Le chef de l'Etat a demandé de "commencer immédiatement le processus d'intégration de partenaires alternatifs", sous les acclamations des députés et sénateurs.
Cette annonce intervient au lendemain de l'inculpation du fondateur du groupe portant son nom, le magnat de l'énergie indien Gautam Adani, 62 ans, par la justice américaine.
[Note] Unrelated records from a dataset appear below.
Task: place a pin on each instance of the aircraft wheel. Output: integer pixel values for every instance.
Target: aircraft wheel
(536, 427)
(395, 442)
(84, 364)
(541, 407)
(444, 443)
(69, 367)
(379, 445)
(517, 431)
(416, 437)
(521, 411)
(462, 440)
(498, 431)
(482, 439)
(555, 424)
Cette dernière le soupçonne d'être impliqué dans le versement de pots-de-vin à des fonctionnaires indiens pour obtenir des marchés dans l'énergie solaire en Inde, au détriment d'investisseurs aux Etats-Unis.
- Négociations secrètes -
La révélation en juillet de négociations secrètes entre le gouvernement kényan et le conglomérat Adani sur l'avenir de l'aéroport de Nairobi avait déclenché une polémique nationale.
Des documents ont révélé la proposition d'Adani de moderniser et agrandir l'aéroport international Jomo Kenyatta (JKIA), pour un investissement de 1,85 milliard de dollars (1,7 milliard d'euros), en échange d'un droit d'exploitation pour les 30 prochaines années.
Hub aéroportuaire majeur d'Afrique de l'Est, JKIA est une infrastructure stratégique pour l'économie kényane, générant des taxes équivalentes à 5% du PIB, mais régulièrement touché par des dysfonctionnements (pannes, fuites...)..
Quant à l'accord conclu en octobre avec la société publique KETRACO (Compagnie kényane de transmission électrique), pour un montant de 736 millions de dollars (environ 700 millions d'euros), il prévoyait notamment la construction de trois lignes électriques.
Il visait, selon le gouvernement, à améliorer le réseau existant et remédier aux pannes de courant, parfois nationales, qui frappent ce grand pays.
- "Les temps sont durs"-
Dans son discours, le président Ruto, élu en 2022, a par ailleurs répondu aux critiques visant les forces de sécurité, accusées de la violente répression de manifestations entre juin et août contre le projet gouvernemental de loi de finances qui prévoyait de créer ou d'augmenter des taxes.
Les organisations de défense des droits humains ont dénoncé une réponse disproportionnée et illégale, qui a mené à la mort de plus de 60 personnes et à des dizaines d'arrestations arbitraires.
Le chef de l'Etat a assuré que les arrestations visaient "des criminels et des éléments subversifs", tout en affirmant: "Je condamne toute action excessive ou extrajudiciaire mettant en danger la vie et la liberté de toute personne, y compris les disparitions et les menaces de mort."
Il a également défendu son bilan économique, critiqué par de nombreux Kényans qui lui reprochent d'avoir abandonné ses promesses électorales d'aider les plus modestes face aux demandes du Fonds monétaire international de réduire la dette colossale du pays (environ 80 milliards de dollars).
"Il est indéniable que pour de nombreux Kényans, les temps sont durs et la lutte pour répondre à leurs besoins quotidiens de base est décourageante", a-t-il reconnu, avant d'énumérer l'amélioration des indicateurs économiques, comme l'inflation (réduite de 9,6% à 2,7% en deux ans) et la stabilisation du shilling kényan.
Si le pays renoue avec une certaine croissance (+5,4 % l'an dernier), un tiers des 52 millions de Kényans vivent dans la pauvreté.